Nissan Leaf completes record breaking self-driving journey

Nissan has made claim to the world record for the longest self-driving car journey, after a Nissan Leaf packed full of cameras, sensors, satellites and a safety driver rolled into the company’s European headquarters in Sunderland to complete a 370km road trip.

Fitted with seven cameras, eight lidar sensors, two GPS satellite receivers and numerous computers, the self-driving car left Cranfield University in Bedfordshire on a journey that took the vehicle along country roads, motorways and a semi-urban environment to prove its capabilities across various environments.

The electric Leaf was also able to navigate roads with little or no markings and a series of roundabouts and junctions.

The journey marks a major breakthrough for autonomous vehicle technology, with the seven-and-a-half-hour journey demonstrating the extent to which autonomous technology has advanced in recent years.

Nissan European Senior Vice President for research and development, David Moss, said the self-driving car was so successful that other road users wouldn’t have noticed it was driving itself.

“The vehicle is much more aware of what is happening in that surrounding area than possibly a driver would be because of the amount of sensors which are continually monitoring the environment,” said Moss.

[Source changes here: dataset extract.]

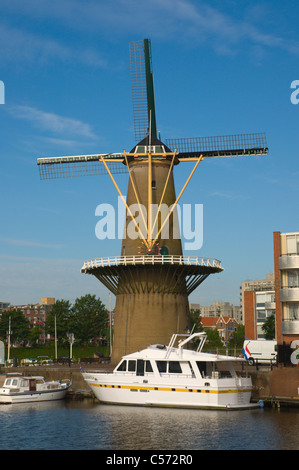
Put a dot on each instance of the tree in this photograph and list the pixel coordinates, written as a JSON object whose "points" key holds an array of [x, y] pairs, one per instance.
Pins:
{"points": [[213, 338], [61, 313], [268, 327], [89, 319], [19, 326], [238, 337]]}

“Other drivers around the vehicle would not have noticed that the vehicle is actually fully autonomous.”

While recent trials have proven successful, it is believed that self-driving technology won’t be made commercially available for some time yet. This is despite Tesla promising to have full self-driving systems ready by 2020 and GM recently releasing a concept for the fully autonomous Origin vehicle.

Nissan have been developing self-driving technology in the Leaf since as early as 2013, with European trials commencing in 2017. With more than seven years already invested into the technology, Nissan has been able to rollout technology for lower levels of autonomy such as the ProPilot, which assists drivers with accelerating, braking and steering.